Em 2018, o Pacto Global para a Migração Segura, Ordenada e Regular das Nações Unidas  deu novo enfoque ao tema dos migrantes ambientais, reconhecendo a necessidade de mapear, compreender, prever e lidar com os movimentos migratórios oriundos de desastres naturais e efeitos adversos das mudanças do clima. O pacto reconheceu que as alterações climáticas estão impulsionando as inundações, ciclones, incêndios florestais e secas prolongadas, forçando milhares de pessoas a abandonar seus lares e territórios, alertando que a dinâmica e o ritmo de tais fenômenos estão assumindo uma escala sem precedentes na história da Terra.

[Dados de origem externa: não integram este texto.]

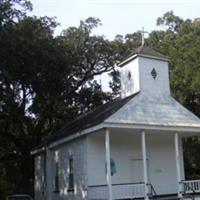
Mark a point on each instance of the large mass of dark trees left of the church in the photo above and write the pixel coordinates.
(44, 82)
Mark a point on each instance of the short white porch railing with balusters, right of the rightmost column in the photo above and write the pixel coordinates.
(191, 186)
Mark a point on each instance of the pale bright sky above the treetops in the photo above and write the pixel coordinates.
(117, 16)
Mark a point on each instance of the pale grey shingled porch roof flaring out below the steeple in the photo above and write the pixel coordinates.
(161, 110)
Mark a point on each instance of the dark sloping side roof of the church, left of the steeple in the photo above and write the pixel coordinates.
(91, 119)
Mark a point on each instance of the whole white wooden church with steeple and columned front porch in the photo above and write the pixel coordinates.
(129, 148)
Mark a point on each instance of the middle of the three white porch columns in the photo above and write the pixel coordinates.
(144, 158)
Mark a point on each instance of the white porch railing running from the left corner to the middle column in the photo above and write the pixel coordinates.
(120, 191)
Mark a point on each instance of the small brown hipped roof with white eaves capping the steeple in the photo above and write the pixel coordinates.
(144, 51)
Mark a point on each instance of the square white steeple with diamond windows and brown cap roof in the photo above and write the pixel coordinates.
(145, 70)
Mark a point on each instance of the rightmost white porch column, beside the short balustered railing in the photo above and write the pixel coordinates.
(178, 169)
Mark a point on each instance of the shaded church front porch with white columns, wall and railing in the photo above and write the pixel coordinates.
(133, 175)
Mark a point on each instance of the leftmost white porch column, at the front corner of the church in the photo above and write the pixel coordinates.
(108, 167)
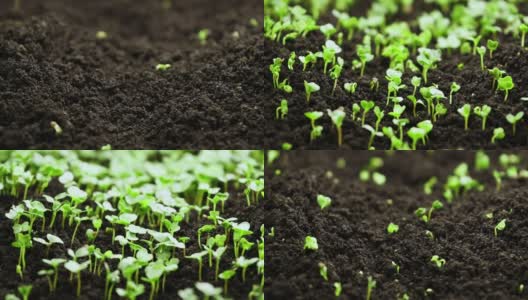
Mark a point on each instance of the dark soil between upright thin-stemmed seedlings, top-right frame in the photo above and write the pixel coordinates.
(448, 133)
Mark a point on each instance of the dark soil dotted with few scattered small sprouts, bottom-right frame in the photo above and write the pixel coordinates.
(352, 235)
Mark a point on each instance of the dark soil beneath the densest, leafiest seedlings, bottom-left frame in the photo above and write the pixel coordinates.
(92, 285)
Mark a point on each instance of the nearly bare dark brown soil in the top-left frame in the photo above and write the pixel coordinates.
(53, 68)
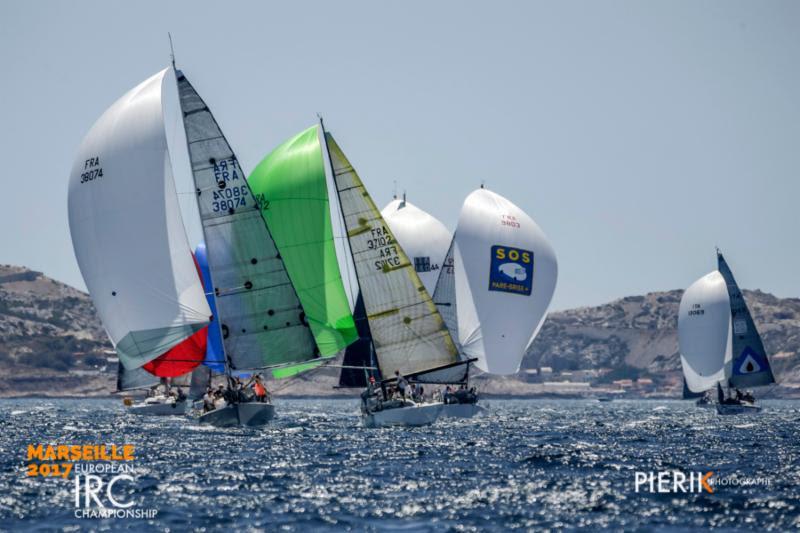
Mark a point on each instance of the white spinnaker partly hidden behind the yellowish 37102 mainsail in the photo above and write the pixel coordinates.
(422, 236)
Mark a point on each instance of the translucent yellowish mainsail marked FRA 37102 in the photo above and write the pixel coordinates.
(407, 332)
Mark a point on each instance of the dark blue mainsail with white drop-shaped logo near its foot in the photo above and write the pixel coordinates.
(750, 366)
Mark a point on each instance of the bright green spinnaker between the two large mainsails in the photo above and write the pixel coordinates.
(291, 187)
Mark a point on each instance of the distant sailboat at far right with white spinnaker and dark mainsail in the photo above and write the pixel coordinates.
(719, 343)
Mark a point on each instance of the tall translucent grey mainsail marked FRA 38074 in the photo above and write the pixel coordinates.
(262, 321)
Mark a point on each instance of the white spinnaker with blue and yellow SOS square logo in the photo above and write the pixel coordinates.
(497, 326)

O preocupante cenário das migrações ambientais foi palco de novos debates durante a COP 26 (2021), cujo documento final (Glasgow Climate Pact)  reconheceu os impactos sociais, econômicos e ambientais oriundos da crise climática e a necessidade de uma ação global multinível para adaptação, mitigação e resposta aos seus efeitos adversos. Contudo, embora o Alto Comissariado das Nações Unidas para os Refugiados tenha feito um apelo aos dirigentes da COP 26, alertando que a crise climática está acelerando os desastres naturais e as migrações humanas, ampliando o quadro de pobreza, de desigualdade e de vulnerabilidade em escala global, forçando milhares de pessoas a abandonar seus locais de origem , o tema foi tratado de forma bastante superficial na Escócia.

Em sede de conclusão, apesar de existirem alguns avanços sobre o tema, são evidentes as lacunas normativas no direito internacional para a proteção dos deslocados ambientais, sendo importante a construção de um mecanismo efetivo de proteção a essa categoria de migrantes.